Wyoming Republican Senator Cynthia Lummis plans to introduce a comprehensive bill next year covering tax taxation of digital assets and their categorization to consumer protections.

Lummis, who is also a Bitcoiner and one of the most vocal crypto advocates, will also be pitching Congress on creating a crypto regulatory body under the joint jurisdiction of the Securities and Exchange Commission (SEC) and the Commodity Futures Trading Commission (CFTC) to oversee the digital asset market, as part of the digital asset policy bill.

If the bill is enacted, it would provide regulators with clear guidance on asset categorization, regulate stablecoins, and offer consumer protection.

As the crypto market goes mainstream, the regulatory scrutiny of the space has gone up as authorities around the world work on guidelines to regulate the sector.

FTX CEO Sam Bankman-Fried, however, doesn’t expect legislative action to be the immediate answer for “regulatory clarity” as it’s “pretty hard right now to get things through Congress.”

“There will be substantial fleshing out of the crypto regulatory systems over the next few years,” he told CNBC.

Meanwhile, Jeremy Allaire, CEO of Circle, the issuer of USDC stablecoin, says the biggest threat to crypto will be “incoherent and inconsistent, hastily formed regulations and policy.”

But he believes there is a bipartisan recognition that this new technology presents a competitive advantage to the US as such “laws will come quicker than many people expect.”

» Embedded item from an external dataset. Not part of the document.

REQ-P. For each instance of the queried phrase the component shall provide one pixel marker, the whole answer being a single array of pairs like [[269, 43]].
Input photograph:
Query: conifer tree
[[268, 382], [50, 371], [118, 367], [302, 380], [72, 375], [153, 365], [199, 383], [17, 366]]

According to Brian Brooks, the former Acting Comptroller of the Currency, the level of innovation and activity in the space is too big to ignore. In 2022, “the need for clear regulatory action that creates a sustainable framework to allow crypto and Web 3 to grow in the United States will reach its tipping point.”

Meanwhile, in the UK, the advertising watchdog warned Arsenal over ads for its “fan tokens.” The Advertising Standards Agency (ASA) said earlier in the week that two ads posted by Arsenal in August were “misleading” as the risk of trading crypto, that they aren't regulated in the region, and their potential tax implications were not made clear.

The agency has said that the ads must not appear in the same form again. “Cryptoassets are a red-alert priority issue for us,” a spokesperson said. “We won’t hesitate to take action against ads that break our rules.”

In other parts of the world, India, “The Cryptocurrency and Regulation of Official Digital Currency Bill, 2021? which was expected to be discussed in the winter session of Parliament, which ended Dec. 22, was dropped in the final days of the session and won’t be coming until at least after April, next year.

The government reportedly “wants to hold wider consultations on the matter.”